A cellular video
What if we could watch a cell and all its processes live
This is an idea I have thought of many, many times. Infact, it was an answer I once naively wrote while filling out a job application at a cell imaging company.
I vividly remember picking up Molecular Biology of the Cell in 2007/2008, during my first year as a biotech undergrad, and making detailed notes from it, because I was fascinated. It was immediately clear that there was an astounding level of detail in every cellular process and I had no fair estimate for how many of them were happening at any given second. I remember thinking, it would be so much easier to understand the big picture (and remember), if I could just watch this like a live video in action.
More recently (this week), I read an article called the Virtual Cell by Elliot Hershberg that triggered this memory where he mentioned (and I quote) the “fancy graphical rendering of a cell in its gyrating three-dimensional glory”

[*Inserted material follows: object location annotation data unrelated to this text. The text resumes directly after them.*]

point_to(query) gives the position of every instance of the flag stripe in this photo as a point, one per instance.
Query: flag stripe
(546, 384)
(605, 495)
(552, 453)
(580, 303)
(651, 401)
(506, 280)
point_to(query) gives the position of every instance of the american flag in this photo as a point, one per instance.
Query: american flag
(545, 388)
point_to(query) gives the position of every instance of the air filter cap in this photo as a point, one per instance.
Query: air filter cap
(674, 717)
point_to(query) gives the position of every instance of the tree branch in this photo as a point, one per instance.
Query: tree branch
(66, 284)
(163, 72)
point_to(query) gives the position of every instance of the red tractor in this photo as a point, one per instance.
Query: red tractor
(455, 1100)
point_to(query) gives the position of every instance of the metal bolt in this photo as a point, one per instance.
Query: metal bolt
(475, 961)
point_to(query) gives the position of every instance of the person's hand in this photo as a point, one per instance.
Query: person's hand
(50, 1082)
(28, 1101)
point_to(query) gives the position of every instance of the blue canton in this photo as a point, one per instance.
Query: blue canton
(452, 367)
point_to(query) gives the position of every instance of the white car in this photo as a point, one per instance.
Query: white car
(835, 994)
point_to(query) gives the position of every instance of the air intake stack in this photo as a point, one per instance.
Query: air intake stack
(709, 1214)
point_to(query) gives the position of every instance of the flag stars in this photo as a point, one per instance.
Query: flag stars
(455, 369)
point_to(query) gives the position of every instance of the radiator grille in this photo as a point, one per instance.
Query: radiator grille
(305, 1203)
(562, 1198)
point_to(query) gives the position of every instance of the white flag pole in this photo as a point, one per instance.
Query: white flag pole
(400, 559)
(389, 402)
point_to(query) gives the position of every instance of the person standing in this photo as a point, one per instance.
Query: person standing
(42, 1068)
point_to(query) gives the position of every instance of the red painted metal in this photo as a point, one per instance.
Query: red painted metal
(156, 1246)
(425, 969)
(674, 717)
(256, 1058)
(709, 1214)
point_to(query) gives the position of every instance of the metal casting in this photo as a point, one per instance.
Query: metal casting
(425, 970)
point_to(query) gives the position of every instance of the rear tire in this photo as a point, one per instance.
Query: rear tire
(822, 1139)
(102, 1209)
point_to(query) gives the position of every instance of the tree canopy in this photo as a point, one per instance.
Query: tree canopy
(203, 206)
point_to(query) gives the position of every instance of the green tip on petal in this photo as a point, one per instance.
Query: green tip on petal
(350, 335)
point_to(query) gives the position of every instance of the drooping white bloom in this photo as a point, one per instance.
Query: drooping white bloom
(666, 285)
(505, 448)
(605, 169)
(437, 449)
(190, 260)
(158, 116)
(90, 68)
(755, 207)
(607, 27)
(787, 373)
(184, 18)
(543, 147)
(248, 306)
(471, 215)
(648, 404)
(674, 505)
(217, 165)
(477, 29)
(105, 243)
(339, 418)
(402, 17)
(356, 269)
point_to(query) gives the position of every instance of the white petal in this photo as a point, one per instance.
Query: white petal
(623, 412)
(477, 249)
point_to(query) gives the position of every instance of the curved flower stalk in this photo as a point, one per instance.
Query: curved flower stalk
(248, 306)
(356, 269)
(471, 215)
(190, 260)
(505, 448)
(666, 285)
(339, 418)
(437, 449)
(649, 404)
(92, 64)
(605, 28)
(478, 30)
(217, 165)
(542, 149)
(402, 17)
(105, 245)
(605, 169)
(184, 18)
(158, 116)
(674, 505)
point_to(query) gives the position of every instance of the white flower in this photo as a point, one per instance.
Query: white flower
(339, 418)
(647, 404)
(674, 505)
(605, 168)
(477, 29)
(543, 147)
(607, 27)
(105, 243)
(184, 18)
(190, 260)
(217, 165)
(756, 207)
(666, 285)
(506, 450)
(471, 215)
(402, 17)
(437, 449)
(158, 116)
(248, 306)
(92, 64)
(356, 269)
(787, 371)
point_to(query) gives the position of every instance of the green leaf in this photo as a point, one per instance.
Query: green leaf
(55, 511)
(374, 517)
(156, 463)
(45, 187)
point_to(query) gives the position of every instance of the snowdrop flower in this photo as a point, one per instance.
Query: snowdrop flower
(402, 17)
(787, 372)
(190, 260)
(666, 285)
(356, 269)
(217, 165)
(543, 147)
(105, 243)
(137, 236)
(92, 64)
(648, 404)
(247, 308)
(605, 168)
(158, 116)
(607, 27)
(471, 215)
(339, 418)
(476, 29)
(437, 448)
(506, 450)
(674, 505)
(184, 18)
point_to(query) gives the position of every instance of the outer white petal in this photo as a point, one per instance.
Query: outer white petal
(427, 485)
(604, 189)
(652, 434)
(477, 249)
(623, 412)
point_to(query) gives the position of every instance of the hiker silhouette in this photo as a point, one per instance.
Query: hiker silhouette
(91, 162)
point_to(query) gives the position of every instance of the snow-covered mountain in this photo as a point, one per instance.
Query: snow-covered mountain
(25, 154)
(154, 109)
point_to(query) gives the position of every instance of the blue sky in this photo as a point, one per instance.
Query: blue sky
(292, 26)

So what would happen if we could see inside a human cell and is there value in observing? Would we be able to identify unexpected, upstream or more precise layers of regulation or dysfunction? Or would perturbation experiments be still needed to understand cause and effect. This article is purely me imagining what might be possible one day and what it would lead to.

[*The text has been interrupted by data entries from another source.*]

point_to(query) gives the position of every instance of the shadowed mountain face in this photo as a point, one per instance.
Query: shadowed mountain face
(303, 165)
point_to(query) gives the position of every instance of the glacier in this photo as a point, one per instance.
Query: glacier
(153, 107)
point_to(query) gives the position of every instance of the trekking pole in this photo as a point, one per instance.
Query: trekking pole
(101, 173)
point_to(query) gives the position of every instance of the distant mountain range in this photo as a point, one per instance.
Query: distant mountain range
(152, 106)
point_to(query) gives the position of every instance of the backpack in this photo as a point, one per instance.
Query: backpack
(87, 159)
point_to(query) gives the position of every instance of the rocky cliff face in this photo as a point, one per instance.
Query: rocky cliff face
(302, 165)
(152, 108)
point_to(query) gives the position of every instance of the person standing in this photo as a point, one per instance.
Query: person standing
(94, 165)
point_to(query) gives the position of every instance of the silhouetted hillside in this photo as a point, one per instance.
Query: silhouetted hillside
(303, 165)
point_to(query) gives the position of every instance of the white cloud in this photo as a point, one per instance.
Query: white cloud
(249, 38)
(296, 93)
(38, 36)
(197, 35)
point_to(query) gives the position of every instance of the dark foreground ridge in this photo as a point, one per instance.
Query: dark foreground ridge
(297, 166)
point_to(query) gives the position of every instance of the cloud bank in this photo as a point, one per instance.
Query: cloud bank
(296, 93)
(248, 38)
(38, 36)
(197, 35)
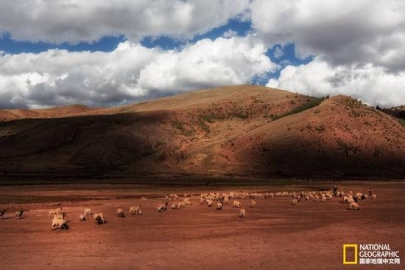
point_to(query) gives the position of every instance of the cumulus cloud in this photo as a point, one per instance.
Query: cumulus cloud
(129, 73)
(77, 21)
(371, 84)
(343, 32)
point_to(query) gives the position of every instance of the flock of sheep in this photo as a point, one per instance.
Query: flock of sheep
(60, 223)
(17, 214)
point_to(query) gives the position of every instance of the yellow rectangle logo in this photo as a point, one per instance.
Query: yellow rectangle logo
(345, 247)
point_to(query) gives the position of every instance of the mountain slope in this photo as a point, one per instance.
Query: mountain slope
(239, 130)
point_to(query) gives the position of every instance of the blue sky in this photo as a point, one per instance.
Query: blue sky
(106, 54)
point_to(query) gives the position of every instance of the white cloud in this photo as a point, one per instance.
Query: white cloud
(131, 72)
(344, 32)
(74, 21)
(371, 84)
(207, 64)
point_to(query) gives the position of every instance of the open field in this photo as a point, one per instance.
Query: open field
(274, 235)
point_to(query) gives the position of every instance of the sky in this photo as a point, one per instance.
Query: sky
(108, 53)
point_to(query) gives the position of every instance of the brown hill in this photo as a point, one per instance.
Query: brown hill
(239, 130)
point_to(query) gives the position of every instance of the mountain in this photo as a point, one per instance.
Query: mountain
(236, 131)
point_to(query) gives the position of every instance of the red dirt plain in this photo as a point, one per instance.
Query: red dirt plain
(274, 235)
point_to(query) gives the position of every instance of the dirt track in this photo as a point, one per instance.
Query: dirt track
(274, 235)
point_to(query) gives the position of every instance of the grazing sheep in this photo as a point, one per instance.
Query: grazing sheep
(253, 203)
(354, 206)
(236, 204)
(55, 211)
(242, 213)
(99, 218)
(219, 206)
(19, 213)
(3, 211)
(59, 223)
(60, 216)
(162, 207)
(120, 212)
(135, 210)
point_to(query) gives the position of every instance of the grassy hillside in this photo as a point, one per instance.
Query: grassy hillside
(239, 130)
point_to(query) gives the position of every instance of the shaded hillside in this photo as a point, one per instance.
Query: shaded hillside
(239, 130)
(397, 112)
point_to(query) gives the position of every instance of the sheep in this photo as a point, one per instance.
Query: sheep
(135, 210)
(242, 213)
(60, 216)
(54, 211)
(19, 213)
(162, 207)
(253, 203)
(99, 218)
(120, 212)
(181, 205)
(59, 223)
(3, 211)
(219, 206)
(354, 206)
(236, 204)
(87, 212)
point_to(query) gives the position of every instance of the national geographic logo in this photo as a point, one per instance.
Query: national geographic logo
(370, 254)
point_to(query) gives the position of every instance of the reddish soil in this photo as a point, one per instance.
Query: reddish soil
(274, 235)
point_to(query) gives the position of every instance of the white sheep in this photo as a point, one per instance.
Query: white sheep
(354, 206)
(99, 218)
(253, 203)
(60, 216)
(120, 212)
(54, 211)
(135, 210)
(59, 223)
(219, 206)
(87, 212)
(3, 211)
(162, 207)
(242, 213)
(19, 213)
(236, 204)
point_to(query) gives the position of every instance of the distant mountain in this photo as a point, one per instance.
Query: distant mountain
(235, 131)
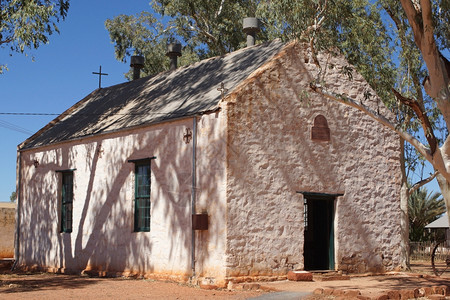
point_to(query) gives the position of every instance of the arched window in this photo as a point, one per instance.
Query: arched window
(320, 130)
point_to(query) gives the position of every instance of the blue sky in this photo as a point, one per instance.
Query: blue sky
(60, 76)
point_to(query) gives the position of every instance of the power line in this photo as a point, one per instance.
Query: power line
(85, 114)
(14, 127)
(28, 114)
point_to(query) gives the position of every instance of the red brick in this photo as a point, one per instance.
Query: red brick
(299, 276)
(328, 292)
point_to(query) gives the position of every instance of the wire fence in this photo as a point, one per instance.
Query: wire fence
(421, 250)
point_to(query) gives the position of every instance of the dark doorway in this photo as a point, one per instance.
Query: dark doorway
(319, 231)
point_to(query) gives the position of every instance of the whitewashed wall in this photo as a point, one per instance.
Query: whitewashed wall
(271, 156)
(103, 238)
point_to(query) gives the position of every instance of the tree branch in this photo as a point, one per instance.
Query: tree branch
(422, 182)
(413, 16)
(424, 121)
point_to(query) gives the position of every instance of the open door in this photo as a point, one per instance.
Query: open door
(319, 231)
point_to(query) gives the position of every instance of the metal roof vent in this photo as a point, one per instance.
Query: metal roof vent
(173, 51)
(251, 27)
(137, 63)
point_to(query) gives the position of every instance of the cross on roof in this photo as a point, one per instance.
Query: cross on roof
(222, 89)
(99, 73)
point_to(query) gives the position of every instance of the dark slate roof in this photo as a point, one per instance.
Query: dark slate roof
(169, 95)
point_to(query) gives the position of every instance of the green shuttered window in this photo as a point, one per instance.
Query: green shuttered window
(142, 196)
(66, 201)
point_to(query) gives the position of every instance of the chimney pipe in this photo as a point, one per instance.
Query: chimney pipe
(251, 27)
(173, 51)
(137, 63)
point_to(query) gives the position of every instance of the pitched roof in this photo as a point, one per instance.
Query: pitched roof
(442, 222)
(184, 92)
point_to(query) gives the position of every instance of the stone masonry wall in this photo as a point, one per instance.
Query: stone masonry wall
(271, 156)
(7, 229)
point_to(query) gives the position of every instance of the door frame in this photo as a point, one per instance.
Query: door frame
(314, 196)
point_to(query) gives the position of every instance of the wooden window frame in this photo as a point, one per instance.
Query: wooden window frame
(66, 201)
(142, 191)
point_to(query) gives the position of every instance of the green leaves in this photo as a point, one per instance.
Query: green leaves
(28, 24)
(423, 208)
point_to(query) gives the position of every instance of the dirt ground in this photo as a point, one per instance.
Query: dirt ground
(51, 286)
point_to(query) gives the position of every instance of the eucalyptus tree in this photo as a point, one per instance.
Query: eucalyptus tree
(28, 24)
(421, 98)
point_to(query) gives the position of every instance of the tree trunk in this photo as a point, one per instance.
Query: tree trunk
(445, 191)
(404, 195)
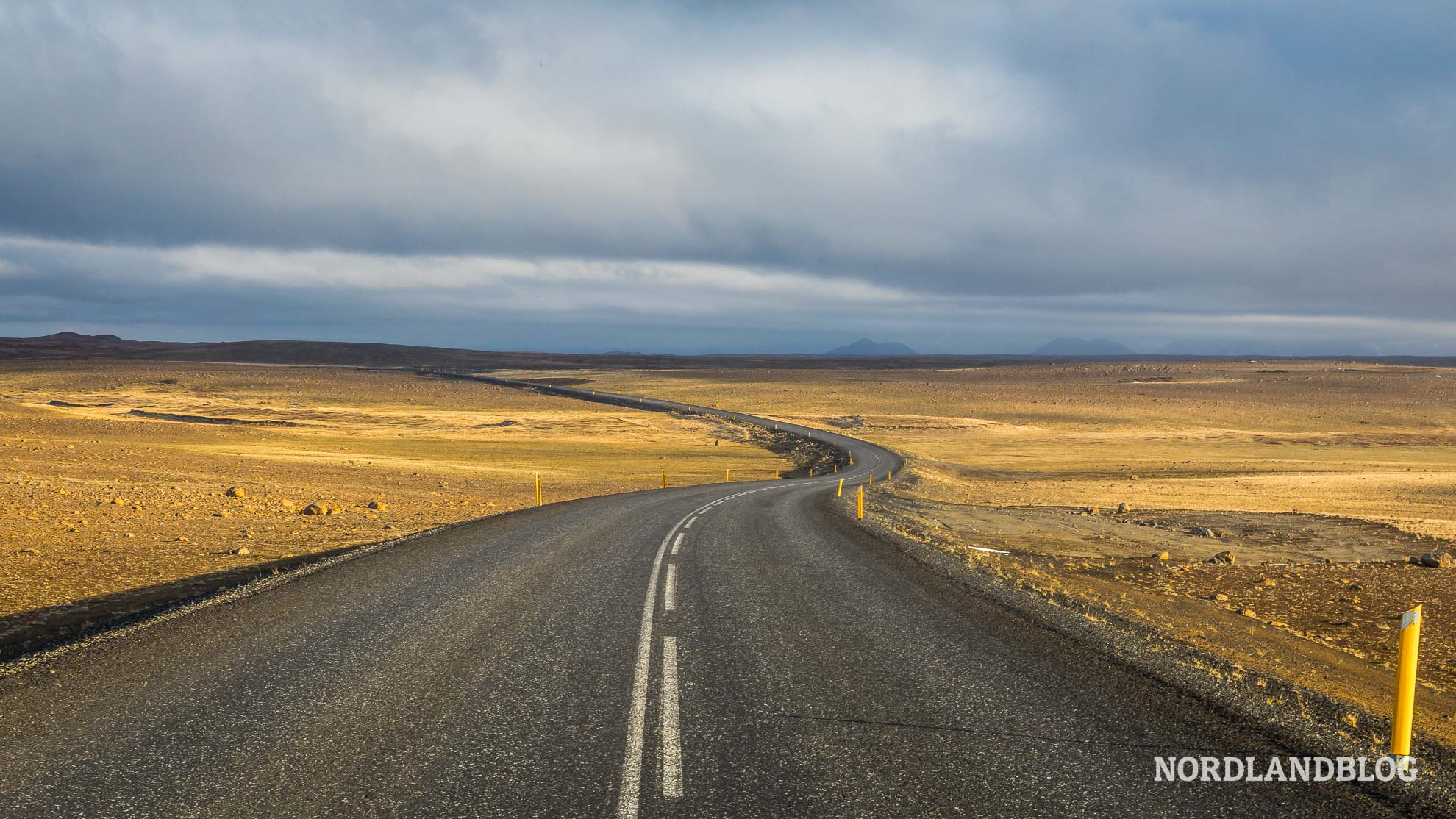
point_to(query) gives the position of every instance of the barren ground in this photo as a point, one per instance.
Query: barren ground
(95, 499)
(1321, 477)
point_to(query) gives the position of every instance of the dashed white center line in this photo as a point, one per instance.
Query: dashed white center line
(671, 738)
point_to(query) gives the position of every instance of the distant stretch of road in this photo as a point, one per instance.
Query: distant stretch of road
(734, 649)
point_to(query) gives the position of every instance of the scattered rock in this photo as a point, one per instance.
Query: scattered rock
(1436, 560)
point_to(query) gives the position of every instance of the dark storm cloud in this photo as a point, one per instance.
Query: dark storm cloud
(993, 174)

Imagine: At a transcriptionally active locus, RNA polymerase slides along the DNA, drawing out a ribbon of RNA. Ribonucleotides are added one by one and a readily readable sentence emerges at the base-pair level. In the cytoplasm, tRNAs shuttle in with amino acids and if we zoomed in enough, each residue could be identified by its shape and charge. As they’re linked together, the polypeptide starts curling and twisting until a compact globular protein takes shape, of which the surface residues are also readable.

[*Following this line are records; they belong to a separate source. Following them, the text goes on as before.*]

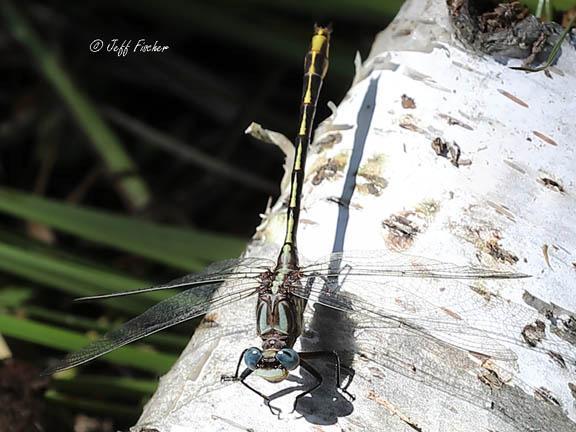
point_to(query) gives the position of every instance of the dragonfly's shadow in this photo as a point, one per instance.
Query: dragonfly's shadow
(329, 330)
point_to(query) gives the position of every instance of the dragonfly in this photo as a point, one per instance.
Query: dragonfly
(284, 286)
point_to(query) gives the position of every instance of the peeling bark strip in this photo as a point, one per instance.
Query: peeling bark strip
(544, 138)
(504, 31)
(393, 410)
(513, 98)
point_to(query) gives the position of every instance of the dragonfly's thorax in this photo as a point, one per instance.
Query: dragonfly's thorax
(279, 313)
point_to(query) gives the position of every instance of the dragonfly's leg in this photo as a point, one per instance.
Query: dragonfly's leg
(336, 359)
(274, 410)
(312, 372)
(234, 377)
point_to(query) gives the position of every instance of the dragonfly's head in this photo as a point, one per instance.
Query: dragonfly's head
(272, 364)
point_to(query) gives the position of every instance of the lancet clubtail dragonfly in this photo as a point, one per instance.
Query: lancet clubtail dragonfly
(283, 287)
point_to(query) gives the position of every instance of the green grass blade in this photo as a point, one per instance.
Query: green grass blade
(56, 338)
(166, 340)
(100, 134)
(74, 279)
(180, 248)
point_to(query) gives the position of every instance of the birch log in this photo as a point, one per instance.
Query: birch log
(437, 151)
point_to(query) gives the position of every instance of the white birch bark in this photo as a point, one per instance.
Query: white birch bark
(515, 199)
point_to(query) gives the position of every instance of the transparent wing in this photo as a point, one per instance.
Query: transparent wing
(241, 268)
(174, 310)
(457, 315)
(398, 265)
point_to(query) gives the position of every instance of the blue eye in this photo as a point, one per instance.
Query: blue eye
(251, 357)
(288, 358)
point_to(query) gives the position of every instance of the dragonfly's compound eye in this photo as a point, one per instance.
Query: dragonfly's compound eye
(251, 357)
(288, 358)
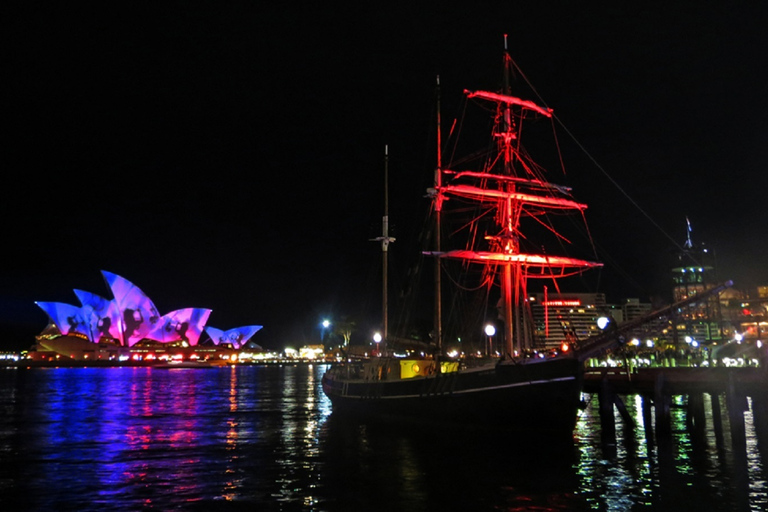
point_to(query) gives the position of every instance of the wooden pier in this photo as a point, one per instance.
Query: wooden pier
(657, 386)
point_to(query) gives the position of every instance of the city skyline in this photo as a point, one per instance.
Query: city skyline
(232, 158)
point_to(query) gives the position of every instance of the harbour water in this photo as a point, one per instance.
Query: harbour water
(265, 438)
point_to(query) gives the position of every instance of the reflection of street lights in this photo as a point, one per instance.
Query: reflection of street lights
(490, 331)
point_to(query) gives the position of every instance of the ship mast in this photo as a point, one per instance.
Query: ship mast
(510, 281)
(385, 240)
(438, 325)
(511, 187)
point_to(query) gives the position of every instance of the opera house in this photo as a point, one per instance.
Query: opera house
(130, 328)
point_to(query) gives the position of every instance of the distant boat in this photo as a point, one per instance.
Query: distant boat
(516, 386)
(185, 364)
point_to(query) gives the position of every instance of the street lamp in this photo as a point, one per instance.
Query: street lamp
(326, 324)
(490, 331)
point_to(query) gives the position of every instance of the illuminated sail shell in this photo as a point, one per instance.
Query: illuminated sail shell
(181, 325)
(67, 318)
(138, 315)
(102, 316)
(131, 317)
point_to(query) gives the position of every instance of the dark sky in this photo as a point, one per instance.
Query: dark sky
(229, 155)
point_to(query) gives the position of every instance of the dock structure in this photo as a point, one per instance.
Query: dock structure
(732, 387)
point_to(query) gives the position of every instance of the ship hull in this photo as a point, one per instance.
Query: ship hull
(534, 396)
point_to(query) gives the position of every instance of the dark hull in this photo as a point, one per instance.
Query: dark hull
(537, 396)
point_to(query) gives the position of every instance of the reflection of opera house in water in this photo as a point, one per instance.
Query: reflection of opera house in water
(130, 329)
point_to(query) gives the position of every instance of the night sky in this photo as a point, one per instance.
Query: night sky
(229, 155)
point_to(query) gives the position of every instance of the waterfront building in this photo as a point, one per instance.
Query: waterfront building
(560, 317)
(693, 273)
(130, 326)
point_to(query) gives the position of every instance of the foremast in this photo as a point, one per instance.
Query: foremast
(514, 189)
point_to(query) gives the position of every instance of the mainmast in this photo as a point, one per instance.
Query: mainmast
(510, 186)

Pretty cool right, but is there value in observing? I think so. Not in the naive sense that viewing alone would reveal everything that's going on, but rather that this observation would be the richest, most unbiased source of biological data. If we could generate continuous observations at this level of detail across cellular components, contexts and time, then we could train self-learning models that would recognize known rules of biology, but more importantly, reveal new principles: previously uncharacterized regulatory motifs, new mechanisms of molecular coordination, or context-specific variants of canonical pathways. Given enough observations across different cell types, lineages, and states, I believe molecular subtyping and disease detection would look very different
What about target (and thus drug) discovery though? Compound screening would still be needed but our (currently hypothetical but amazing) self-learning model could pinpoint exact mechanisms of action. Drug repurposing would be more systematic and building a virtual cell ie. an in-silico model would be far easier.
Ofcourse all of the above is not feasible in the near future but I do believe improved live cell imaging and using that as data modality should be incorporated along with perturbation experiments in building a virtual cell.